Sigh. Now my littlest one, Lucas, has discovered never-ending delight and laughter in yanking my wallet free and running around with it. I’m not going to get worried until he’s older and comes back from a video game arcade with more money than he left with.

““

“Just wrap it in tinfoil…”
That’s a quote from LifeLock’s 1 minute video on credit card thievery FROM A DISTANCE! Whenever my kids are nagging, every time I put tinfoil on my head, they stop and walk away. Seems legit.

Baby Criminals
They are inside the house!!!
 

14 Comments

  • ShanMerrie says:

    LOL at the sandwich comment! I too have reached the age where practicality often beats out the cool factor. Why else do I lug a giant, slumpy diaper bag brimming with toy cars and enough snacks to ride out nuclear holocaust? I rely on its sad, depleted state to keep any potential theivery at bay; although your velcro wallet story proves that some petty criminals will stoop pretty low. What did they even get away with? Like 14 dollars in singles and a dried out condom? (Haha–sorry!)

    • Andy says:

      Ha ha! Glad you liked the sandwich bit. I only lost a twenty, not very dramatic. But twenty bucks back them was like the equivalent of 30 or 40 bucks now, and to a teen, that’s the equivalent of like 200 or 300 bucks! Just sayin’

      • ShanMerrie says:

        I would have been plenty mad to lose that hard earned babysitting money of mine. Heck,I’d STILL be mad to lose a twenty; why do they always disappear the second you break ’em?

  • Jonathan says:

    LOL! You’re so funny to think today’s generation of kids is going to know what an arcade is… Most kids already think PacMan is already one of those “retro-styled” games made for Android tablets.

    • Andy says:

      Nah, they know about them. They’re almost 12 and 14 now, so they caught the tail end of the video game arcade era (I made sure of it). But it’s sad, you’re right. My littles 3 year old will need to read a Wikipedia article on arcades.

  • MotherDuck says:

    Fraud Departments suck almost as much as Mortgage Departments and the IRS. This is not meant to be a commercial but I’m a LifeLock member and I enjoy dealing with people proactively like they do rather than having to defend my honor to CommunistRobotLady.
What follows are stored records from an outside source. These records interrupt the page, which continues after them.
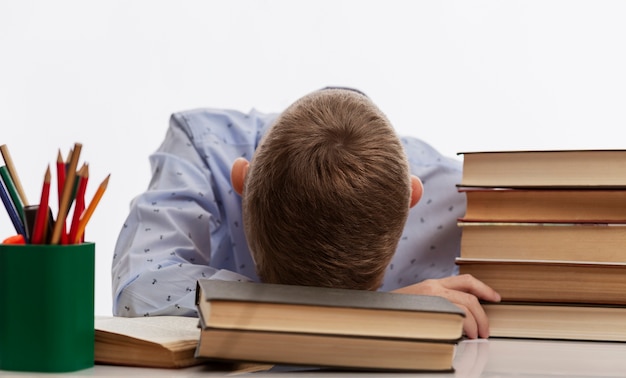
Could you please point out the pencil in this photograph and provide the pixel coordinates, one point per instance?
(15, 219)
(60, 175)
(12, 190)
(41, 219)
(59, 226)
(9, 163)
(79, 205)
(89, 210)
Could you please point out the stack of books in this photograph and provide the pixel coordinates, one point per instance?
(547, 230)
(324, 327)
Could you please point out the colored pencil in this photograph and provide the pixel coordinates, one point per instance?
(60, 175)
(12, 190)
(41, 220)
(9, 163)
(89, 210)
(79, 205)
(59, 226)
(15, 218)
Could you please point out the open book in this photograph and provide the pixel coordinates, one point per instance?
(157, 341)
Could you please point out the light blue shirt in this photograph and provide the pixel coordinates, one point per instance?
(188, 224)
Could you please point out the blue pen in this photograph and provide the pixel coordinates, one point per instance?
(15, 218)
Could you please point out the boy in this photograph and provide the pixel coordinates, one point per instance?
(319, 195)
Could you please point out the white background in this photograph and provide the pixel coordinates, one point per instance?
(462, 75)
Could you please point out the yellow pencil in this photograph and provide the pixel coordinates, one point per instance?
(84, 218)
(11, 168)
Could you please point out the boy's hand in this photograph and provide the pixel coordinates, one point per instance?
(465, 291)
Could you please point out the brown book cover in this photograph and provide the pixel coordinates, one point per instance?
(551, 281)
(318, 310)
(595, 242)
(345, 352)
(556, 321)
(545, 205)
(553, 168)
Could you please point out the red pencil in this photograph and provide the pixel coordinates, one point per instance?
(41, 219)
(61, 173)
(79, 204)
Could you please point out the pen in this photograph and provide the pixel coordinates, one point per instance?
(11, 189)
(15, 218)
(90, 209)
(9, 163)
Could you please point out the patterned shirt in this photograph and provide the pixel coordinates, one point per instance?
(187, 225)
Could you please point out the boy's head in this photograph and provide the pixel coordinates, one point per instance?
(327, 193)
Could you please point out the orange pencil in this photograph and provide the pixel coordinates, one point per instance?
(68, 188)
(90, 209)
(41, 219)
(79, 205)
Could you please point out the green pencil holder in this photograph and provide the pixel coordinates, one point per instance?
(47, 307)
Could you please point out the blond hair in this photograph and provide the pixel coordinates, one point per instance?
(327, 194)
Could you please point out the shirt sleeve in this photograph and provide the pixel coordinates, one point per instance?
(431, 239)
(179, 228)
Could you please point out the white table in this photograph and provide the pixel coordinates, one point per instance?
(474, 358)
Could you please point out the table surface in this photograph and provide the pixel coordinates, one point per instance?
(474, 358)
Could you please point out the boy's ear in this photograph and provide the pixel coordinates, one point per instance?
(417, 189)
(238, 174)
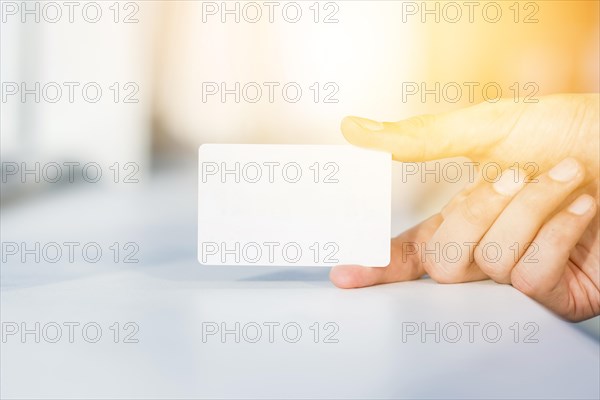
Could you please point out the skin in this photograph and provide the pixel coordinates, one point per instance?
(555, 209)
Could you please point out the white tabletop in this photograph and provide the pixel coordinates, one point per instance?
(171, 298)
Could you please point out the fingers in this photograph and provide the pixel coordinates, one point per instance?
(450, 257)
(402, 266)
(542, 272)
(518, 224)
(463, 132)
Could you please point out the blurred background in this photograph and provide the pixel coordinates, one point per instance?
(136, 87)
(132, 88)
(169, 61)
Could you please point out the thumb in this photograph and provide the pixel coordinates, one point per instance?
(468, 132)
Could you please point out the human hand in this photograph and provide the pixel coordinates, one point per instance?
(561, 268)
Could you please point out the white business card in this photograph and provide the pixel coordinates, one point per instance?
(293, 205)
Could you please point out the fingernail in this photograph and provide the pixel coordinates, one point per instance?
(581, 205)
(510, 182)
(565, 171)
(368, 124)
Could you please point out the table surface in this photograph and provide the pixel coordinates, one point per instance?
(324, 342)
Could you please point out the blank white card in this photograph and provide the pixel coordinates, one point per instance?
(293, 205)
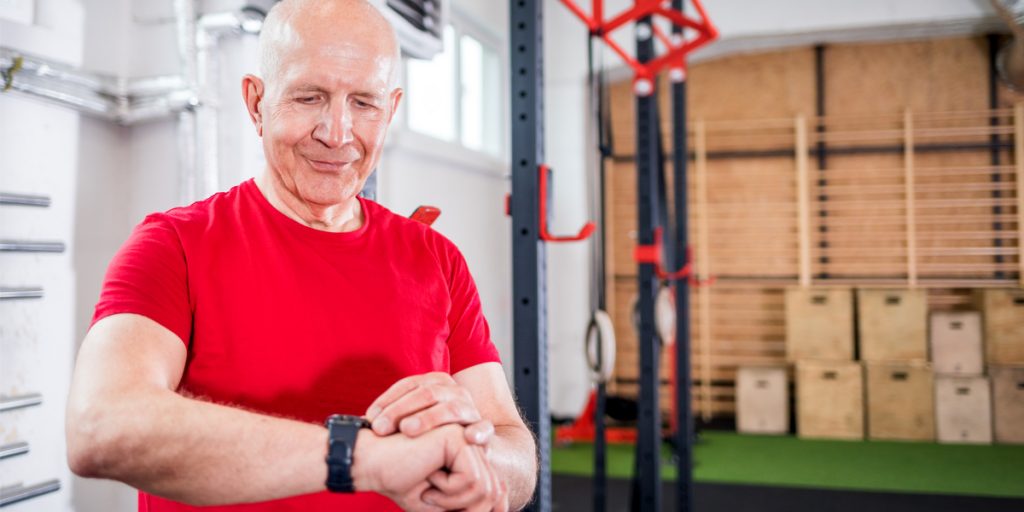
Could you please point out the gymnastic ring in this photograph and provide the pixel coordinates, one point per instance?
(600, 330)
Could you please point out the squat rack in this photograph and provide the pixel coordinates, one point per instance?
(527, 207)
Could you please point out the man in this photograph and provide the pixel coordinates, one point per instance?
(227, 331)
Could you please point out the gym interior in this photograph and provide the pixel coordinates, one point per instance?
(735, 256)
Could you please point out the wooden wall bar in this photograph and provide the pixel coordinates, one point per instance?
(911, 199)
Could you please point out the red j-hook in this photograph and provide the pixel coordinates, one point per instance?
(585, 231)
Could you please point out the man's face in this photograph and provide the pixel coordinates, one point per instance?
(326, 111)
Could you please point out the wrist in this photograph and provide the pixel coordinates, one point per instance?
(364, 474)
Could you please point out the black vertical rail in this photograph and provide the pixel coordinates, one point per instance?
(528, 265)
(994, 156)
(601, 303)
(822, 154)
(649, 424)
(684, 408)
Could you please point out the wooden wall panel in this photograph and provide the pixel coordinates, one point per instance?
(936, 75)
(859, 221)
(774, 84)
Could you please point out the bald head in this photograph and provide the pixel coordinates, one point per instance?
(291, 23)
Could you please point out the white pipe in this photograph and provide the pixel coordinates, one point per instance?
(188, 167)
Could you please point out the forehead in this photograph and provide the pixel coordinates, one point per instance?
(328, 58)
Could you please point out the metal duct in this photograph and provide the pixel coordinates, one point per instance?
(1010, 60)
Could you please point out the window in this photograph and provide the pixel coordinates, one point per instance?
(458, 95)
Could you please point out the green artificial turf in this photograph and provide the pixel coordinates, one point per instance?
(995, 470)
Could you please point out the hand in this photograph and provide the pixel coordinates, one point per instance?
(438, 471)
(471, 485)
(422, 402)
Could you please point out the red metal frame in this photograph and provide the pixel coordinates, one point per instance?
(674, 57)
(652, 254)
(426, 214)
(546, 236)
(583, 429)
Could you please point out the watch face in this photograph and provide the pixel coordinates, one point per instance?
(347, 420)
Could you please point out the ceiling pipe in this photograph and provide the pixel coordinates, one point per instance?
(1010, 60)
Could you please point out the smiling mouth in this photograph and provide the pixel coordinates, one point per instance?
(328, 166)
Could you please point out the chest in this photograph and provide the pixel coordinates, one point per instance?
(310, 331)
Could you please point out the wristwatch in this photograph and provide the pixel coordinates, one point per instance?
(342, 430)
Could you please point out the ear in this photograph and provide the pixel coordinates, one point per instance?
(252, 93)
(395, 99)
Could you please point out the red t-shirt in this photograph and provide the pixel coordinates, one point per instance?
(294, 322)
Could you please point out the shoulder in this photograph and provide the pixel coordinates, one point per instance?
(202, 215)
(414, 233)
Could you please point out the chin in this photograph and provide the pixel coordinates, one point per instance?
(331, 190)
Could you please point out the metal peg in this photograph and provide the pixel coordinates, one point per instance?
(13, 449)
(14, 494)
(20, 293)
(25, 400)
(8, 199)
(25, 246)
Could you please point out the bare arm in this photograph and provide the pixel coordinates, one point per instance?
(513, 451)
(126, 422)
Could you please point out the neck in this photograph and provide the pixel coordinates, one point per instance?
(341, 217)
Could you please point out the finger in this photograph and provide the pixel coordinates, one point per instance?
(469, 471)
(399, 388)
(413, 500)
(489, 499)
(480, 432)
(501, 501)
(454, 406)
(450, 483)
(416, 399)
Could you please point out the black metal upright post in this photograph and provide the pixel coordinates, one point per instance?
(684, 409)
(649, 422)
(528, 267)
(994, 150)
(822, 154)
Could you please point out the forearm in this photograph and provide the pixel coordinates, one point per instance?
(513, 456)
(196, 452)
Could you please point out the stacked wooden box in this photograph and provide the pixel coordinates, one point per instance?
(953, 376)
(1003, 321)
(819, 340)
(963, 399)
(899, 384)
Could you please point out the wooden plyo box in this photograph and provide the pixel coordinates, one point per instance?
(955, 341)
(1003, 316)
(829, 399)
(1008, 402)
(762, 400)
(963, 410)
(900, 401)
(893, 325)
(819, 324)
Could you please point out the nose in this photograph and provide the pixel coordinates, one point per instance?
(334, 128)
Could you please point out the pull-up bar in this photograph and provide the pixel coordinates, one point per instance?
(679, 47)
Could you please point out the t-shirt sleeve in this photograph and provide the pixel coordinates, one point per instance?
(469, 340)
(147, 276)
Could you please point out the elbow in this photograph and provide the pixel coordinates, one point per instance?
(90, 438)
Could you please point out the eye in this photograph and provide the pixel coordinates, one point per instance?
(364, 104)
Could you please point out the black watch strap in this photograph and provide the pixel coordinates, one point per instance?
(342, 431)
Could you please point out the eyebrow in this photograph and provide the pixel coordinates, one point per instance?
(315, 88)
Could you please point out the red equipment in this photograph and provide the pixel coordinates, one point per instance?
(678, 47)
(426, 214)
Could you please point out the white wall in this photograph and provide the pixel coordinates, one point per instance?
(40, 146)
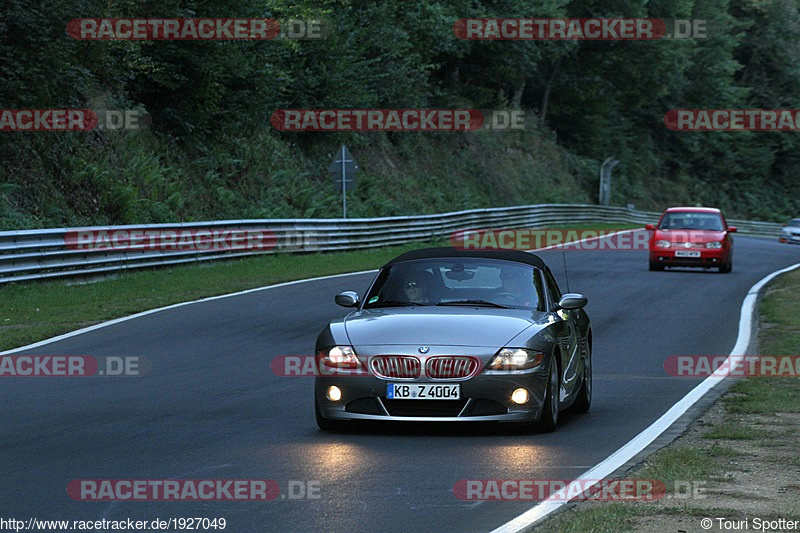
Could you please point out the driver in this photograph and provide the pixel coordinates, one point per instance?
(415, 288)
(520, 284)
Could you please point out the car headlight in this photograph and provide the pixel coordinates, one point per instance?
(515, 359)
(339, 357)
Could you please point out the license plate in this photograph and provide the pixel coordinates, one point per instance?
(423, 391)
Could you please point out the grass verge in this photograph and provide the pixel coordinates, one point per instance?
(742, 468)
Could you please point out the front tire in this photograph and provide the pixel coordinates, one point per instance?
(549, 418)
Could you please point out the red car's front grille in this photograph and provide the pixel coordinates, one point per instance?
(450, 367)
(396, 366)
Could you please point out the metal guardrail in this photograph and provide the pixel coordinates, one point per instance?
(43, 253)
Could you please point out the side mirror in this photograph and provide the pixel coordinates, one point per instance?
(347, 299)
(572, 301)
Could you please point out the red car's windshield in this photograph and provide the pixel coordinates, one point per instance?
(688, 220)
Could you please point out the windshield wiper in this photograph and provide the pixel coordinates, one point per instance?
(391, 303)
(475, 302)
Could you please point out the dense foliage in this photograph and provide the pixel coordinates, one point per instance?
(209, 151)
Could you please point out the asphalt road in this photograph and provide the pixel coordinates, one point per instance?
(212, 408)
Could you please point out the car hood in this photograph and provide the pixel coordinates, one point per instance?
(440, 326)
(689, 235)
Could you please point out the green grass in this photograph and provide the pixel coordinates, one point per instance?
(30, 312)
(678, 464)
(718, 450)
(732, 430)
(779, 335)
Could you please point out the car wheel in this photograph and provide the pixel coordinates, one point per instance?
(325, 423)
(549, 418)
(584, 400)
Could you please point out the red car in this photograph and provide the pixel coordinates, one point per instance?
(691, 237)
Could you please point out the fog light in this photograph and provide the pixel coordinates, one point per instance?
(334, 394)
(520, 396)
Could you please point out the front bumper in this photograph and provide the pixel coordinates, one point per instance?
(485, 397)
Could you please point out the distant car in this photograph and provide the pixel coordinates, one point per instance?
(447, 335)
(791, 232)
(691, 237)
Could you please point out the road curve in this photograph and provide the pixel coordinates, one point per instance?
(211, 407)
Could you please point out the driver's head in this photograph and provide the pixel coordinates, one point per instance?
(415, 286)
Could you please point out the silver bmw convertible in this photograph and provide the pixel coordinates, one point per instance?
(452, 335)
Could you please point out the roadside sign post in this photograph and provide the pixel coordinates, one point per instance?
(605, 180)
(344, 170)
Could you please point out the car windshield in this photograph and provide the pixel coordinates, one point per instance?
(687, 220)
(457, 282)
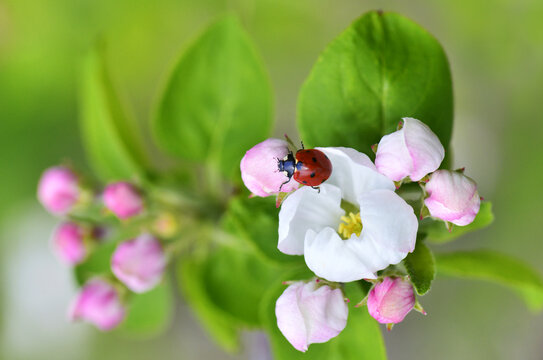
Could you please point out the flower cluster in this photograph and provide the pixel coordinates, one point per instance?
(356, 226)
(138, 264)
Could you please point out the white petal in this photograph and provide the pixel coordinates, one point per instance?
(426, 150)
(393, 158)
(335, 259)
(307, 209)
(307, 313)
(289, 317)
(390, 222)
(388, 234)
(354, 173)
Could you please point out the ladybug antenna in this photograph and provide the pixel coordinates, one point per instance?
(289, 141)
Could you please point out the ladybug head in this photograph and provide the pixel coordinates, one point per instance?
(287, 165)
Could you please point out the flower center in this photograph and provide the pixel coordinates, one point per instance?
(351, 224)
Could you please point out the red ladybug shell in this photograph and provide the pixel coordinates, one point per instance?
(312, 167)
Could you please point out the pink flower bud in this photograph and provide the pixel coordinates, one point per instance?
(452, 197)
(139, 263)
(391, 300)
(68, 243)
(58, 190)
(123, 199)
(98, 303)
(310, 313)
(412, 151)
(259, 168)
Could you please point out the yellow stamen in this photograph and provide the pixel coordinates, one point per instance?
(351, 224)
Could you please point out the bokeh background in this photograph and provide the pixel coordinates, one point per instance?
(496, 54)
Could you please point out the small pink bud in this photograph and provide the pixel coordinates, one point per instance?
(414, 151)
(308, 313)
(391, 300)
(453, 197)
(98, 303)
(68, 243)
(123, 199)
(139, 263)
(58, 190)
(259, 168)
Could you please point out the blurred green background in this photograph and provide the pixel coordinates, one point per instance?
(496, 54)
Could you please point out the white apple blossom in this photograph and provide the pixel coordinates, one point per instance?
(412, 151)
(353, 227)
(308, 313)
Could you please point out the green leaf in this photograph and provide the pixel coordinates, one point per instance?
(150, 313)
(223, 328)
(495, 267)
(256, 220)
(97, 264)
(361, 338)
(420, 266)
(217, 103)
(113, 145)
(437, 232)
(382, 68)
(226, 288)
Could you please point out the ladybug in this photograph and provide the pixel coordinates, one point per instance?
(310, 167)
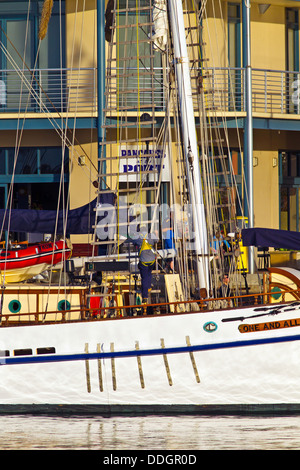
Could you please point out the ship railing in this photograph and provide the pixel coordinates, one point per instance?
(85, 313)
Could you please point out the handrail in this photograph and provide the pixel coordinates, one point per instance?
(102, 312)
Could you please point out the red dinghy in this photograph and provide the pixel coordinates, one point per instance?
(24, 263)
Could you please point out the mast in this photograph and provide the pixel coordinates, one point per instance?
(182, 71)
(248, 134)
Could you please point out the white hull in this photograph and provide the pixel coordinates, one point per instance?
(235, 369)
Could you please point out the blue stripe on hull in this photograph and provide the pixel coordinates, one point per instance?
(142, 352)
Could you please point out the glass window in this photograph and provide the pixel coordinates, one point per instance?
(51, 159)
(33, 161)
(26, 161)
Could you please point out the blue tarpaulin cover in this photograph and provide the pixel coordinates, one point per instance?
(265, 237)
(79, 221)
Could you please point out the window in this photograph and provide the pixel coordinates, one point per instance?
(136, 59)
(292, 55)
(33, 161)
(19, 52)
(289, 191)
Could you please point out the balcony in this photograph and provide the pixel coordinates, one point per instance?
(48, 91)
(274, 92)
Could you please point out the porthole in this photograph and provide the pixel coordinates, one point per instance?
(14, 306)
(64, 305)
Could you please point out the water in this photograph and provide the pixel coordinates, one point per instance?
(149, 433)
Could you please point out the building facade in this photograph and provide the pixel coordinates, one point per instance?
(51, 90)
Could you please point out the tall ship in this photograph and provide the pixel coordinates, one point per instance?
(158, 316)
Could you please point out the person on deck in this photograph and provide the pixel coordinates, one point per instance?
(145, 242)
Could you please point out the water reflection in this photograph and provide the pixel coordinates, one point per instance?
(149, 433)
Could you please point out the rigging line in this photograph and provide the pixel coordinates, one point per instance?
(34, 94)
(36, 97)
(15, 156)
(47, 96)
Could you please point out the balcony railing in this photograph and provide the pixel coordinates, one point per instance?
(48, 90)
(75, 90)
(273, 91)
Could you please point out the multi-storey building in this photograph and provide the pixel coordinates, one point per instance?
(65, 73)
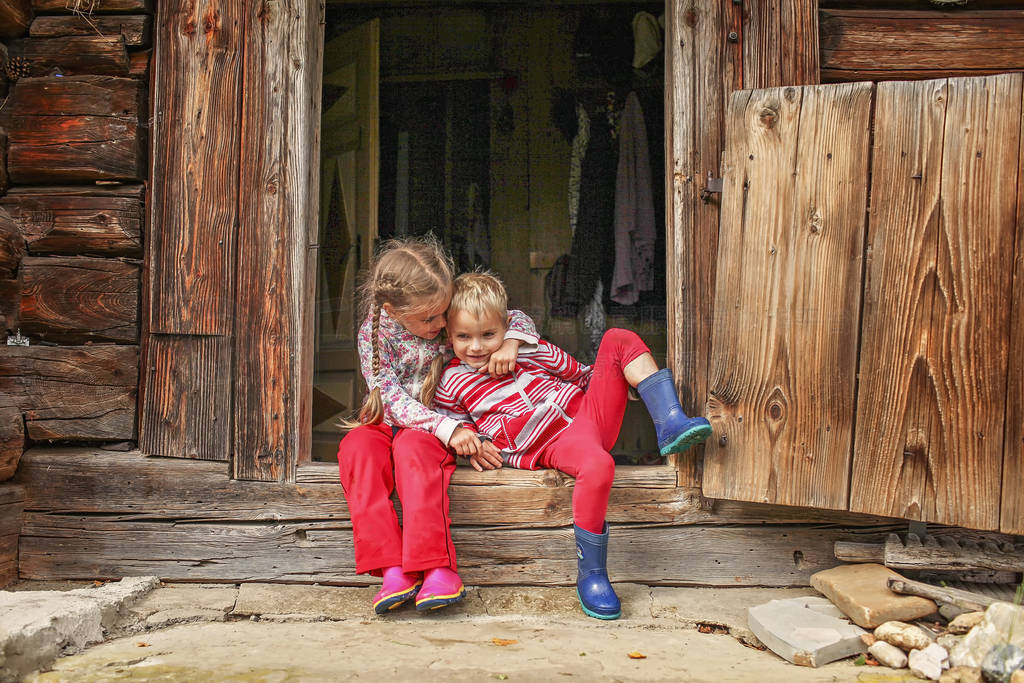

    Funny Post! That look on Lucus’s face is freakin’ hilarious!

  • Laurie says:

    My husband is oh so paranoid about his wallet, always checking for it..he also keeps it in his front pocket. Maybe he was ripped off at an arcade back in the day…Seriously Lucas is so freaking cute!

    • Andy says:

      Aw thanks! He’s human butter, pure creamy yumminess. I don’t know if your hubby was ripped off, but I completely understand him. 😉

  • When the time comes, perhaps if you pull your wallet out of your FMP a couple of times, the kids will just start asking Mom for cash instead. Maybe put the car keys there too.

  • CatZilla says:

    It breaks my heart when I have to explain the evils of the world the kiddos. The “but why would they do that?” questions kill me a little inside.